Guangdong Zhengyuan Private Fund Investment Management Co’s Liao Maolin believes that the worst is over for China stocks and a rebound is looming large, according to a report by The Financial Post.
Having invested heavily in the country’s sinking stock in March, the hedge fund manager is now focused on betting on downstream green energy companies and is raising money to invest in solar and wind power plants.
And the strategy is already paying off with the firm’s holdings in companies focused on photovoltaic technology — devices that convert light into electricity — having rebounded as predicted, extending the Zhengyuan No 1 fund’s returns to 52 times since its inception six years ago.
The fund, which manages about RMB1.5 billion yuan, jumped 103% as of 22 July from its low on 26 April, according to Shenzhen PaiPaiWang Investment & Management Co.
China’s policy makers shave been stepping up their efforts to bolster growth with the government doling out support measures to revive a stuttering economy – the country’s growth slumped to 0.4% in the second quarter, the lowest since the pandemic first hit two years ago.
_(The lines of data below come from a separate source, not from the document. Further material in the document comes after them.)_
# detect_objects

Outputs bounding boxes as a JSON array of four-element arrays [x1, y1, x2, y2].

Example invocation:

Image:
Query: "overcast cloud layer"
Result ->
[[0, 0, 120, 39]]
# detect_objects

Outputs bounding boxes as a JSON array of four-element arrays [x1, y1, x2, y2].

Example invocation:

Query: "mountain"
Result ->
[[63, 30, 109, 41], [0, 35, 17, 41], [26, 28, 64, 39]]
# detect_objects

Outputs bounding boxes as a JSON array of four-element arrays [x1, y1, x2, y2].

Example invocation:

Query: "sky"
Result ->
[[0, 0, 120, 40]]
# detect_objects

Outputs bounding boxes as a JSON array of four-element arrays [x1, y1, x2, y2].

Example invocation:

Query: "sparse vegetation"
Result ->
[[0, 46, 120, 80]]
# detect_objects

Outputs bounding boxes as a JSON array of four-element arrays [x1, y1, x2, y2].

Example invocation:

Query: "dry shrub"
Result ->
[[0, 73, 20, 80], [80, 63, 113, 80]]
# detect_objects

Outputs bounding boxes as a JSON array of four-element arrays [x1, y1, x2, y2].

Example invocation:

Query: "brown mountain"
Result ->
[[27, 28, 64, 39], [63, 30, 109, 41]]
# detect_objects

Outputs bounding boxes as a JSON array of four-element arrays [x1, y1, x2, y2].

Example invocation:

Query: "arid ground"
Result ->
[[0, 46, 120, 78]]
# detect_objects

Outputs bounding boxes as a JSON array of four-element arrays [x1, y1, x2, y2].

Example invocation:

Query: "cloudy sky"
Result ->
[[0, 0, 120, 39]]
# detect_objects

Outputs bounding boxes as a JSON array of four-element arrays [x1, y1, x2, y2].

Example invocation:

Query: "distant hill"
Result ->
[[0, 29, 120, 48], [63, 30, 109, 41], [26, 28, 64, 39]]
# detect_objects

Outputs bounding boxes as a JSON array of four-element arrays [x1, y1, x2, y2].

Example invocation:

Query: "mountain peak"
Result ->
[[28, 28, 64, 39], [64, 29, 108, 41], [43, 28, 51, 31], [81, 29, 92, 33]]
The benchmark CSI 300 Index has fallen nearly 17% this year, but both coal-fired electricity power plants and green energy have suffered steeper declines due to a jump in the price of raw materials. And that’s where Maolin sees the biggest new opportunity.
Maolin believes that prices for raw materials including coal and polysilicon, the ultra-conductive metal used to make solar panels, will start falling within a year as supply exceeds demand, while electricity prices could trend higher as China’s campaign to curb emissions drives up energy costs over the longer term.